Contudo, como aponta Dubet (2002), não se trata apenas de uma resistência na quebra das lógicas de ação vigentes no trabalho docente ou de uma simples substituição de concepções de ensino e de escola já consolidadas. Trata-se de um processo longo e necessário de reflexões, de questionamentos e de reelaborações, que toda profissão e instituição precisa passar diante de crise e quebra de paradigmas impostas pelo contexto histórico e social. Mesmo que, em um primeiro momento, as primeiras ações sejam de reprodução daquilo que lhe parece confortável, elementos novos não deixam de ser incorporados.
Construir novas lógicas de ação é sempre um desafio e envolve uma série de elementos pessoais, coletivos e institucionais. No entanto, o que também as análises das práticas pedagógicas dos professores nomeados como inovadores mostraram foram ações insurgentes que podem caminhar para uma reinvenção da escola. Destacam-se as práticas adotadas por esses docentes de incentivo a autorregulação dos alunos de seu processo de aprendizagem, de novas formas de organizar os conteúdos e o espaço-tempo, da promoção de trabalhos coletivos e interativos, da criação de novos espaços de interação professor-aluno, de substituição do ensino expositivo por possibilidades de múltiplos itinerário de aprendizagem, de ampliação do conceito de tempo de aula, da incorporação de novos conteúdos, novos objetivos e novas didáticas. Dessa forma, é possível agir na urgência e pensar no futuro.
Na verdade, como aponta Candau (2015) e Mesquita (2020), uma série dessas experiências insurgentes já existe nos sistemas educativos, apontando para outros paradigmas escolares. Portanto, é falso afirmar que não há inovação pedagógica nas escolas antes da pandemia - quem diz isso não vai às escolas. O que ocorre é a ausência de espaços de socialização dessas práticas que permanecem periféricas e não são adequadamente visibilizadas e nem fortemente apoiadas.

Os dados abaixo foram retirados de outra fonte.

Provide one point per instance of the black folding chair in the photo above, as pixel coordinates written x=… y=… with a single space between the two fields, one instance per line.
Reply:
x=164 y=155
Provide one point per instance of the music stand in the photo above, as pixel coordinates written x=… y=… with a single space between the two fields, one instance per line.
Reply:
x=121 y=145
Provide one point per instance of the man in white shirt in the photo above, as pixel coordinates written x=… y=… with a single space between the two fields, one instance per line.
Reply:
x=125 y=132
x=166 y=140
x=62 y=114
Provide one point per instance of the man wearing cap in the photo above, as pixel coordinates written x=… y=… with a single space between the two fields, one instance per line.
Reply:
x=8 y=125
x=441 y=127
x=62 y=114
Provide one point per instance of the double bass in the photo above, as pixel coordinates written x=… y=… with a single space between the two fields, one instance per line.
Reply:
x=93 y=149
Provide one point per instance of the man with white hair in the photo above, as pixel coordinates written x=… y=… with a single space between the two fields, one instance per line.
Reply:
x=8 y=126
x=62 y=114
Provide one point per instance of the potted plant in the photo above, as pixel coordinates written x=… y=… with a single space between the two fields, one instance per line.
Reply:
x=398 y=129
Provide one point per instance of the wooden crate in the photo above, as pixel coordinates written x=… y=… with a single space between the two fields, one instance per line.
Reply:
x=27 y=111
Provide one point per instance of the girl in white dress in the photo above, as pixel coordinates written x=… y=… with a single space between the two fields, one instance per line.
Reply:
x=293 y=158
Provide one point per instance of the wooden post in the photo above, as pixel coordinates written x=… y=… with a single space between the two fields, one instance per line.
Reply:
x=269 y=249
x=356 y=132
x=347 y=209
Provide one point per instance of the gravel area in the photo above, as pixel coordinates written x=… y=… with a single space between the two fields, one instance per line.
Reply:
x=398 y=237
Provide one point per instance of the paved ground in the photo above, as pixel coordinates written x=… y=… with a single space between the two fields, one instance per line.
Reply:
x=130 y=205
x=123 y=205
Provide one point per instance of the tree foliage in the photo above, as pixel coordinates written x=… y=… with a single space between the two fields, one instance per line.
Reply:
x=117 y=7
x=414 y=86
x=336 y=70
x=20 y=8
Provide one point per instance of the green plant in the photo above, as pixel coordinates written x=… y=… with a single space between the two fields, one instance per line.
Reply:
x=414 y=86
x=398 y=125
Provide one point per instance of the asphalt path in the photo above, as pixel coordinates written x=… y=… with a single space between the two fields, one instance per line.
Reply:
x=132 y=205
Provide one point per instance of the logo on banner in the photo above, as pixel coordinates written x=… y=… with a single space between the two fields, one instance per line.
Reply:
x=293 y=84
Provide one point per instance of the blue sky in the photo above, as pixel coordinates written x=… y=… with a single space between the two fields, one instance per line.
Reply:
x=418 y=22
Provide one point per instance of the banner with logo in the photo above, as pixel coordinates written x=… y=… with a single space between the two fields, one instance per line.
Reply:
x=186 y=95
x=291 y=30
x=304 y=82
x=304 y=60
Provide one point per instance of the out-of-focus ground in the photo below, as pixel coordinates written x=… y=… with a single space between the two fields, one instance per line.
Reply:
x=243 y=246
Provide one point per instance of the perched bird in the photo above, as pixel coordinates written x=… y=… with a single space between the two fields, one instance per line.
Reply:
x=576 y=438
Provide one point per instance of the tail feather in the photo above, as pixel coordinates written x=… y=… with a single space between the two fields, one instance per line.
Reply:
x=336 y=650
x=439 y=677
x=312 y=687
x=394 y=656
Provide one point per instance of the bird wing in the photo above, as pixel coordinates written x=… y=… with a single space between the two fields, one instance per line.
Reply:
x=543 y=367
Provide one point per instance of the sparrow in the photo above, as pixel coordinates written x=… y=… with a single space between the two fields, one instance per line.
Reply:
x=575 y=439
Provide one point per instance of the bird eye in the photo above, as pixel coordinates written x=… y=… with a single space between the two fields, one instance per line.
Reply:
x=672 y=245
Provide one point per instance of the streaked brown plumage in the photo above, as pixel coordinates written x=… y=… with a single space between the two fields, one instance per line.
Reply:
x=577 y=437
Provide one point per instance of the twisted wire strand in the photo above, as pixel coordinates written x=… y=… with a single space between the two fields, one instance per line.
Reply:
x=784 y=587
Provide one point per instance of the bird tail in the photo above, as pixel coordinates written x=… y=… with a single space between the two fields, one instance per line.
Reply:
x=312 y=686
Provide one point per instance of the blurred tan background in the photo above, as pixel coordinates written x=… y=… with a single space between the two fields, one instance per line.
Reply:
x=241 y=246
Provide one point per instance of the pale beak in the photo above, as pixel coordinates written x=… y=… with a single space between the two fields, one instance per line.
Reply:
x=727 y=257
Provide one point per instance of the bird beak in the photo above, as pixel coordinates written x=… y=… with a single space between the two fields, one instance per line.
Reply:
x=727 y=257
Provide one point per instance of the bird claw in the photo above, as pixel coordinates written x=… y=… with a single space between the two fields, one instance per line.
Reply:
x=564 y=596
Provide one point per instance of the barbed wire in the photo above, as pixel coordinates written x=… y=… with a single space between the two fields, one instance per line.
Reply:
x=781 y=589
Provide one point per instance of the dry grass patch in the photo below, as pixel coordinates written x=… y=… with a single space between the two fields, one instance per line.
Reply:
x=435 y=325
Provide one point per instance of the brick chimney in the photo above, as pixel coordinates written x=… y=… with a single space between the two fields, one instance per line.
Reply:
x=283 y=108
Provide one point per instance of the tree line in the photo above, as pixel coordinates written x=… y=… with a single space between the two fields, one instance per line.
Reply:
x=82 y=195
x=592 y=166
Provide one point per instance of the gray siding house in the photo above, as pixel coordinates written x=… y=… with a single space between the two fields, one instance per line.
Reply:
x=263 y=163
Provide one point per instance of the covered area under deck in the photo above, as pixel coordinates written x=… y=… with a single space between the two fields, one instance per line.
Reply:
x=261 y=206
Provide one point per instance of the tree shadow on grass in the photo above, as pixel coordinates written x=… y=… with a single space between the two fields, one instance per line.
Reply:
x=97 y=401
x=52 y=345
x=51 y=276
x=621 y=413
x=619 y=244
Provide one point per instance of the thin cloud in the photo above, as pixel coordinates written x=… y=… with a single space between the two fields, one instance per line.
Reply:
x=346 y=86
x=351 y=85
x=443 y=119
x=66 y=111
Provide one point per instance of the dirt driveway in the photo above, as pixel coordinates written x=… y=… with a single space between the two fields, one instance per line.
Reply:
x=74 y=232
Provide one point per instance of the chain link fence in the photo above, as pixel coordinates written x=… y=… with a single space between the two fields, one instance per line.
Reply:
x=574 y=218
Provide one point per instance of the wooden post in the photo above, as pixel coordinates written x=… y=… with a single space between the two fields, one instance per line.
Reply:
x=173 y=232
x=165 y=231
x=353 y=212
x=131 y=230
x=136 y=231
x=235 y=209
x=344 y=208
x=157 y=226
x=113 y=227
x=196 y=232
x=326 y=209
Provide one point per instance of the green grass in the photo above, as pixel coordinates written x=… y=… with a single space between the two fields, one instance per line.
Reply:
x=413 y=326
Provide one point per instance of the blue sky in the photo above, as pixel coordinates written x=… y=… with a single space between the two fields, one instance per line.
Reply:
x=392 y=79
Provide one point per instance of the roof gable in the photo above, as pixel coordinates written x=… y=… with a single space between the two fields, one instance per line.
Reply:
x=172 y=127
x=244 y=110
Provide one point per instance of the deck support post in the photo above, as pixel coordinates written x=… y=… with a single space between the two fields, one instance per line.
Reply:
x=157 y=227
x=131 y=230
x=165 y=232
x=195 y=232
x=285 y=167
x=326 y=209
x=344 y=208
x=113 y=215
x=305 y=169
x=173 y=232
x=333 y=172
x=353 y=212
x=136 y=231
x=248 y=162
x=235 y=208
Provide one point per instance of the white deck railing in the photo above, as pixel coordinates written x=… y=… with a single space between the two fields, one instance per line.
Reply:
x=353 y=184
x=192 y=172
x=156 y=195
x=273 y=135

Assim, desde a democratização de acesso à escola e o advento de expansão das TIC, o trabalho docente já vem enfrentando os desafios de uma reinvenção profissional. Esse processo de redefinição esbarra em uma série de dilemas, envolvendo desde os objetivos da educação e a luta por justiça social pela escolarização até os impasses sobre o desinteresse dos alunos para aprender e o dilema da seleção de conteúdos a ensinar frente à multiplicidade de saberes. Nessa reinvenção da profissão, não se trata de buscar elementos em torno de uma padronização da forma de exercer a docência, mas de garantir uma autonomia pedagógica e uma intelectualidade alinhada com o compromisso da reinvenção da escola e da quebra de paradigmas da cultuar escolar.
Em tempo de buscar concluir as análises deste trabalho, é importante registrar que este texto tem por trás o objetivo de fazer um registro histórico. Como aponta Candau (2000), a escola é uma instituição que faz parte da história de vida de muitas pessoas e, portanto, todas as solicitações de reinvenção que lhe são cobradas fazem parte de um momento histórico e são resultado de mudanças na sociedade, no perfil do cidadão e nas demandas sociais, nos avanços da ciência e da tecnologia. Nesse sentido, as reflexões aqui propostas partem das experiências vividas em tempos de pandemia do Covid-19 e, com certeza, cumprirão seu papel de fazer história.